PURPOSE:To detect an abnormality in an early stage by deciding a vehicle speed detecting means to be abnormal, if the output of the vehicle speed detecting means is zero, when the outputs of an inlet pipe pressure deciding means, an engine rotating speed deciding means and an engine temperature deciding means are obtained. CONSTITUTION:A vehicle M5 whose driving source is an internal combustion engine M1 is provided with a means (M2, M7) for detecting a suction pressure of the internal combustion engine M1 and deciding a fact that is exceeds a prescribed value, means (M3, M8) for detecting a rotating speed and deciding a fact that it exceeds a prescribed value, and a means (M4, M9) for detecting a temperature and deciding a fact that it exceeds a prescribed value. To the pressure deciding means M7 among them, a correcting means M11 for correcting a prescribed pressure by the output of the rotating speed detecting means M3 is connected in advance. In this way, when the output of a vehicle speed detecting means M6 is zero in a state that the outputs of these means M7-M9 are obtained (namely, in a state that the vehicle speed is not zero), it is decided by a deciding means M12 that the means M6 is abnormal.

Description

DETAILED DESCRIPTION OF THE INVENTION [Field of Industrial Application] The present invention relates to a device for detecting an abnormality due to a failure or the like of a vehicle speed detecting means of a vehicle whose driving power source is an internal combustion engine.

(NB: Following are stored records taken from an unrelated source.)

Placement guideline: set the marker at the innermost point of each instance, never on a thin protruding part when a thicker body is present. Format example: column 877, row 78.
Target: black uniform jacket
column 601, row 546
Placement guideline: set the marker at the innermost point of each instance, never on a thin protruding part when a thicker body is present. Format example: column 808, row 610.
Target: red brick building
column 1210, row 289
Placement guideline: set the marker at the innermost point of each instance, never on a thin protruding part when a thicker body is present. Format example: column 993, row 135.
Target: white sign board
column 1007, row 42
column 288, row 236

[Prior Art] In recent years, electronic control devices have been used to precisely control internal combustion engines in automobiles and the like, and progress has been made to improve output, fuel efficiency, emissions, drivability, etc.

This control can be realized for the first time by detecting the state of the internal combustion engine and the vehicle using various sensors and using the data. For example, a throttle opening sensor detects the fully open state of the throttle valve, and a vehicle speed sensor consisting of a magnet, reed switch, or magnetically sensitive element that rotates with the rotation of the speedometer cable, or optically detects the rotation of the speedometer cable. A vehicle speed sensor is used to detect whether or not the vehicle is stopped, thereby detecting the idle state of the engine, and controlling the engine rotational speed and air-fuel ratio during idling. However, if a failure occurs in which the vehicle speed sensor no longer outputs a signal due to a malfunction in the magnet, a defect in the reed switch, or a break in the signal line connecting the vehicle speed sensor and the control circuit, the throttle valve may be closed to decelerate. Since it is determined that the vehicle is stopped based on the vehicle speed sensor output, the engine speed and air-fuel ratio during deceleration are controlled to the values during idling, resulting in inappropriate operation.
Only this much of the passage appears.